Research paper by Mingming M Zhang, Wei W Meng, T Claire TC Davies, Yanxin Y Zhang, Sheng Q SQ Xie

Indexed on: 05 Sep '15Published on: 05 Sep '15Published in: IEEE transactions on bio-medical engineering



Abstract

Robot-assisted ankle assessment could potentially be conducted using sensor-based and model-based methods. Existing ankle rehabilitation robots usually use torquemeters and multiaxis load cells for measuring joint dynamics. These measurements are accurate, but the contribution as a result of muscles and ligaments is not taken into account. Some computational ankle models have been developed to evaluate ligament strain and joint torque. These models do not include muscles and, thus, are not suitable for an overall ankle assessment in robot-assisted therapy.This study proposed a computational ankle model for use in robot-assisted therapy with three rotational degrees of freedom, 12 muscles, and seven ligaments. This model is driven by robotics, uses three independent position variables as inputs, and outputs an overall ankle assessment. Subject-specific adaptations by geometric and strength scaling were also made to allow for a universal model.This model was evaluated using published results and experimental data from 11 participants.
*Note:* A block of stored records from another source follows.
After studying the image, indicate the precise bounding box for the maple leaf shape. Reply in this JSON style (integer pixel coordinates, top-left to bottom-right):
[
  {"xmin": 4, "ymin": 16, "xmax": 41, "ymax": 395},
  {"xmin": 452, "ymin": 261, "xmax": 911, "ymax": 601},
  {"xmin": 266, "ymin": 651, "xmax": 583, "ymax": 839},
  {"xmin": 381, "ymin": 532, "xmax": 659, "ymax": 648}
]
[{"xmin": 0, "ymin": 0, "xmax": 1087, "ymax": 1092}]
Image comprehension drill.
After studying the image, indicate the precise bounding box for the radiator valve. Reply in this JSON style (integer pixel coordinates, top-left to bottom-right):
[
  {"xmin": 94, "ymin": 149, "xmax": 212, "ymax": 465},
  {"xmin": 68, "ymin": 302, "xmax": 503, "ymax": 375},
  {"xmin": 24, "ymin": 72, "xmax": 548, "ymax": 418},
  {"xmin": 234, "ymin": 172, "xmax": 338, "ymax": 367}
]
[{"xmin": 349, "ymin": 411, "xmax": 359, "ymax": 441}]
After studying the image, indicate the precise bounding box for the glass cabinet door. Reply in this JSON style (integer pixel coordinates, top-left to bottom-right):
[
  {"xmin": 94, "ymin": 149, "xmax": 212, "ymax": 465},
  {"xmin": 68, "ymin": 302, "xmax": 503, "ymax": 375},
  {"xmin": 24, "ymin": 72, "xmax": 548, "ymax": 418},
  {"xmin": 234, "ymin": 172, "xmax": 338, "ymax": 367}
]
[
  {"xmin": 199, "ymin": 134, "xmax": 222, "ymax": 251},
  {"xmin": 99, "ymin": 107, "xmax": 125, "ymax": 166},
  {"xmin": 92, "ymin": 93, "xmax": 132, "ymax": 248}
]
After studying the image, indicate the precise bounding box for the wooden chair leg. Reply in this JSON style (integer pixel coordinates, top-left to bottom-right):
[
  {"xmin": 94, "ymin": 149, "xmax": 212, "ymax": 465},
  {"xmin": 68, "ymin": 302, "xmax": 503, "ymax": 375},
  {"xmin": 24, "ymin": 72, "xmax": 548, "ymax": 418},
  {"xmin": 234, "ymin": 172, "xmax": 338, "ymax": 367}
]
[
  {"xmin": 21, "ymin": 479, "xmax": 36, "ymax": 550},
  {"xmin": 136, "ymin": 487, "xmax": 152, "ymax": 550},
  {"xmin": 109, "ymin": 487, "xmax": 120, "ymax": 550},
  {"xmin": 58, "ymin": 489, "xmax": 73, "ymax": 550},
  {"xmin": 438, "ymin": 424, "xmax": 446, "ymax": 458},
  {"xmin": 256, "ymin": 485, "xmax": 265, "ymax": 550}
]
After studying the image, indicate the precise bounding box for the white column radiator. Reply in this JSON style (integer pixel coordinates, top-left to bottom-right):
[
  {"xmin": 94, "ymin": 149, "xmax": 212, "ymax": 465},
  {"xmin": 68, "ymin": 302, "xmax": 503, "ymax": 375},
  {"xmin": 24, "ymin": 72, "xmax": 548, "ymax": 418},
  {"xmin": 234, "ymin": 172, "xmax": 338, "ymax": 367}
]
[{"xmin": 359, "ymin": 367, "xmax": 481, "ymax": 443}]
Results show a high accuracy in the evaluation of ligament neutral length and passive joint torque. The subject-specific adaptation performance is high, with each normalized root-mean-square deviation value less than 10%.This model could be used for ankle assessment, especially in evaluating passive ankle torque, for a specific individual. The characteristic that is unique to this model is the use of three independent position variables that can be measured in real time as inputs, which makes it advantageous over other models when combined with robot-assisted therapy.